職場の風土についても、どちらかというとコミュニケーションと熱意の問題。
自分がどれくらいやりたいのかを出せるのかが大事です。
難しいのは教科性。
そこにどれほどの強化力をつけるポイントを落とし込めるのか。
試験方式が変わらなかったり、入試形式が変わらなければ、生徒にとっても消極的参加になってしまうのは間違いがない。
この授業はおそらく多くの生徒の主体性を引き出せたでしょう。
しかし、実際にはどうでしょうか?
そもそも、主体性は必要なのでしょうか?
このような授業は必要でしょうか?
主体性があるとどう変わるか?
ピラミッドを作るために石を運んでいる4人の奴隷に、商人がそれぞれ質問をしました。
「あなたは何をしているのですか?」
奴隷はこう答えました。
A「石を運んでいるんです。」
B「生活のために石を運んでいるんです。」
C「立派なピラミッドを建設するために石を運んでいるんです。」
D「立派なピラミッドを建設して、歴史に残すために石を運んでいるんです」
どの奴隷の未来が輝いていくかはいうまでもないと思います。
いかに自分のしていることに対して自信を持って、自己実現に歩んでいけるのか。
主体性があるのとないのとでは大きく変わります。
探究的な活動をしていると、生徒からよくこのような意見が出る時があります。
「ちゃんとした授業をやって欲しかった」
ちゃんとした授業とは?
こういった意見が出る際に、それを鵜呑みにするのはまだ早いでしょう。
これは、そもそもの生徒の授業に対しる固定概念を紐解いていくことが先決なのです。
大抵こういう生徒に同調し、授業を講義型にしたとしても、結局のところあの先生は分かりづらいと言われておわりです、決して覚えないでしょう。
聞くだけの学びはすでにさまざまな文献で学習効率が低いことが証明されています。
誰に対して思いを伝えていくのか
そしてこのような発表を有する授業で肝になるのが、誰に対して伝えるのかの部分です。
これが与えられた環境でプレゼンをする場合には、対象者でその主体度は大きく変化します。
先生なのか、親なのか、友人同士ななのか、専門家なのか、世界なのか。
後者にいくにつれて、主体性は強くなりますが、そこを明確にすることこそが生徒にとっては大事なのでしょう。

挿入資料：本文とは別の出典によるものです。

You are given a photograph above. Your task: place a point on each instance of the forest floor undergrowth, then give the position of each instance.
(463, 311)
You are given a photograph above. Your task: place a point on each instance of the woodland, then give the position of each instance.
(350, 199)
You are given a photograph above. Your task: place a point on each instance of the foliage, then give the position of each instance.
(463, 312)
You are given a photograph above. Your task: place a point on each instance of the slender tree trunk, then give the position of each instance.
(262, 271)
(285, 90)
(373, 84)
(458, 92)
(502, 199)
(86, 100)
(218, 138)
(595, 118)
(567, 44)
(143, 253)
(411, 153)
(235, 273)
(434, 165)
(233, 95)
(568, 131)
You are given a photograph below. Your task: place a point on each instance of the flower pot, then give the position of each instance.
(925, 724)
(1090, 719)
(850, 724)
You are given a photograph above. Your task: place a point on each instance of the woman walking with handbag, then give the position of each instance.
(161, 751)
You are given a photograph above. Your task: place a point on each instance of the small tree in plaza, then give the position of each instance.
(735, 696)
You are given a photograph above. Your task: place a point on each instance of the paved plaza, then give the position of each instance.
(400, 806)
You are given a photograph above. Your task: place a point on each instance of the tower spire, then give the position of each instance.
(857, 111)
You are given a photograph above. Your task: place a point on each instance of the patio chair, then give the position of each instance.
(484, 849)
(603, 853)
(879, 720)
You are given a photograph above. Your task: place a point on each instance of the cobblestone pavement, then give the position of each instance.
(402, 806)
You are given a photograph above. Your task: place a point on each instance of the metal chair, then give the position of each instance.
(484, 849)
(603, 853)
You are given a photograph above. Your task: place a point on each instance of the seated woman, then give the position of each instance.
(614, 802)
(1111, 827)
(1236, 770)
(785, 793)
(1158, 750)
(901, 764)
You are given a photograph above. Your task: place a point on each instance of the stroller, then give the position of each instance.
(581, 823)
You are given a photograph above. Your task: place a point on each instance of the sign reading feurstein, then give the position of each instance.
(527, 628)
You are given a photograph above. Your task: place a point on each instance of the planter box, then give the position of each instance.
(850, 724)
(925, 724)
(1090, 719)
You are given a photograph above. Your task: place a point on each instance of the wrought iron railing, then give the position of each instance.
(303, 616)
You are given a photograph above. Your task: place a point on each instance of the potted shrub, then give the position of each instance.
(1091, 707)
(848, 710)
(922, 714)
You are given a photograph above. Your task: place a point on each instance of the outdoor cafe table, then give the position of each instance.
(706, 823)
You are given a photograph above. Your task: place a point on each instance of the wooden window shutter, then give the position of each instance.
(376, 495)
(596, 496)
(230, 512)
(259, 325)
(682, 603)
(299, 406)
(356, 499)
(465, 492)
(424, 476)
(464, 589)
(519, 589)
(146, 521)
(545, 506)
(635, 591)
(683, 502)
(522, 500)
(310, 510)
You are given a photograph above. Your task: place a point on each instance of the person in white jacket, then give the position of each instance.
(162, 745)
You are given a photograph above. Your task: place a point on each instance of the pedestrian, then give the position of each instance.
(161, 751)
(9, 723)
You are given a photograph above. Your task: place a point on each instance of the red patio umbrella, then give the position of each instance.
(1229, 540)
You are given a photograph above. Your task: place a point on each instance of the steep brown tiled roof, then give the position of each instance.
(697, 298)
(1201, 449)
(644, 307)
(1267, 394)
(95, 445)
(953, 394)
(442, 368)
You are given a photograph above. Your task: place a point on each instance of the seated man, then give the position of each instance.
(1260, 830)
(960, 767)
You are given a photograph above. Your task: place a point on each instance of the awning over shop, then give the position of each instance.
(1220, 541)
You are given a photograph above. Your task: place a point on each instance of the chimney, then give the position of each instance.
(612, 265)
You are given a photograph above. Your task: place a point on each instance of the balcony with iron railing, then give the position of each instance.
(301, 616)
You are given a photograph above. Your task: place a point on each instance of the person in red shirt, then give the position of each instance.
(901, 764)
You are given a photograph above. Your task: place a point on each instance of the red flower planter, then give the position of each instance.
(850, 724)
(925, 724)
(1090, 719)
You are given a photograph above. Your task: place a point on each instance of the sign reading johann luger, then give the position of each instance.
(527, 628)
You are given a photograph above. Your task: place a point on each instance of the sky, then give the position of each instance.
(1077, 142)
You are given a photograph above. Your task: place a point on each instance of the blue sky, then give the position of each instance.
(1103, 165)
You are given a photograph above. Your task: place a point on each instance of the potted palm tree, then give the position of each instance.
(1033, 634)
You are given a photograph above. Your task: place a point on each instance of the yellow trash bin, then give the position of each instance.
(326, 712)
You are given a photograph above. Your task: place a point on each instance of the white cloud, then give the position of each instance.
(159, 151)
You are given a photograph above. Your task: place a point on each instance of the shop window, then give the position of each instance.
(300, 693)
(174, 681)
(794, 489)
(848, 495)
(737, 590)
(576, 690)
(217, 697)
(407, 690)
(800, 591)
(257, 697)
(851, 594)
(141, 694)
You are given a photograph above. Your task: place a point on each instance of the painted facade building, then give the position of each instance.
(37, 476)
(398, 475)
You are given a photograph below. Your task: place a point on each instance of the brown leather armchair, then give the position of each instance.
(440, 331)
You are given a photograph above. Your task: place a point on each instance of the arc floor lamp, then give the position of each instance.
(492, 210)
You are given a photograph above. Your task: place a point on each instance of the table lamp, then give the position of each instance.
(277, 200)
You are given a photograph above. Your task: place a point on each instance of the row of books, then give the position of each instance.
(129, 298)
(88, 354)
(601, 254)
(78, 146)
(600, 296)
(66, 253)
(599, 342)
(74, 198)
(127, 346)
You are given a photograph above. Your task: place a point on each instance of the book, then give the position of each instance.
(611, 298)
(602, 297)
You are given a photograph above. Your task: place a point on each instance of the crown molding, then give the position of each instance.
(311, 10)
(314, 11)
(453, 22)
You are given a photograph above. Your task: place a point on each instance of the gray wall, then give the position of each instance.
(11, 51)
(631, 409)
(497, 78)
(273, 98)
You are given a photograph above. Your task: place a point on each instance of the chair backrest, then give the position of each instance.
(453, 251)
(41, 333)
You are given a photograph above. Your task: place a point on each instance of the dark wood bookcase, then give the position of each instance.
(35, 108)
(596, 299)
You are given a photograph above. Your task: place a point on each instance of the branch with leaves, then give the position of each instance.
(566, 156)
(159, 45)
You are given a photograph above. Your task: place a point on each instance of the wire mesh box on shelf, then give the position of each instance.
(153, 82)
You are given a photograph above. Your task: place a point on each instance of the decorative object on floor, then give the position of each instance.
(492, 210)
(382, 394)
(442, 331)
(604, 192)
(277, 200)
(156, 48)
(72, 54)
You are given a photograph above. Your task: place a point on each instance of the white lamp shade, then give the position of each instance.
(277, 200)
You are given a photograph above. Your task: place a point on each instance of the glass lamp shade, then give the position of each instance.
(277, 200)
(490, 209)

今回の授業、非常に簡単に尚且つ先生は何もしていないように見えるかもしれませんが、実はその動きは大きなものです。
例えば、授業前にルーブリック評価を入れたり、間で相互評価を入れたり、授業の最後には必ずリフレクションをしたりと正直抜け目がありません。
でもだからこそ、このような授業下で育っていく生徒は自走力を身につけ育っていくのでしょう。
改めて、授業における生徒の主体性もさることながら、先生の有様について学ぶきっかけになりました。